Let us try to get data in real time using flume.
This question focusses on validating your flume skills. You can either learn flume by following the video accompanied with this post or learn flume elsewhere and then solve this problem while using the video as a reference. This video serves both as tutorial and walkthrough of how to leverage flume for data ingestion.
Note: While this post only provides specifics related to solving the problem, the video provides an introduction, explanation and more importantly application of flume knowledge.
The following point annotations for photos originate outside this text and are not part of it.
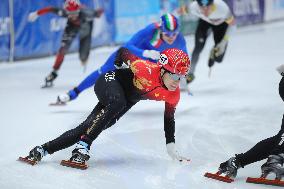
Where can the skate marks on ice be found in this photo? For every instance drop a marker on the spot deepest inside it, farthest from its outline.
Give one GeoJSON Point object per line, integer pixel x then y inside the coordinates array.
{"type": "Point", "coordinates": [262, 180]}
{"type": "Point", "coordinates": [27, 160]}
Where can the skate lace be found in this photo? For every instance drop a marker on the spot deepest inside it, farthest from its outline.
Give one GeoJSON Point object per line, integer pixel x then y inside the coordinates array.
{"type": "Point", "coordinates": [78, 159]}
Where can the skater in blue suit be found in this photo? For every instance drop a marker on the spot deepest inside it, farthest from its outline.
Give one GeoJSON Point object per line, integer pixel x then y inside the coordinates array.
{"type": "Point", "coordinates": [146, 44]}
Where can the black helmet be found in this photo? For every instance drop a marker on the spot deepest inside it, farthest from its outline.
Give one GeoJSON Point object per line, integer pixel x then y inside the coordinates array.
{"type": "Point", "coordinates": [204, 2]}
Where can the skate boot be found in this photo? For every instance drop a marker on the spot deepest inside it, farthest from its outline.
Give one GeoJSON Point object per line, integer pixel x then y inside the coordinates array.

- This step comprises of three substeps. Please perform tasks under each subset completely
- using sqoop pull data from MYSQL orders table into /user/cloudera/problem7/prework as AVRO data file using only one mapper
- Pull the file from \user\cloudera\problem7\prework into a local folder named flume-avro
- create a flume agent configuration such that it has an avro source at localhost and port number 11112, a jdbc channel and an hdfs file sink at /user/cloudera/problem7/sink
- Use the following command to run an avro client flume-ng avro-client -H localhost -p 11112 -F <<Provide your avro file path here>>
- The CDH comes prepackaged with a log generating job. start_logs, stop_logs and tail_logs. Using these as an aid and provide a solution to below problem. The generated logs can be found at path /opt/gen_logs/logs/access.log
- run start_logs
- write a flume configuration such that the logs generated by start_logs are dumped into HDFS at location /user/cloudera/problem7/step2. The channel should be non-durable and hence fastest in nature. The channel should be able to hold a maximum of 1000 messages and should commit after every 200 messages.
- Run the agent.
- confirm if logs are getting dumped to hdfs.
- run stop_logs.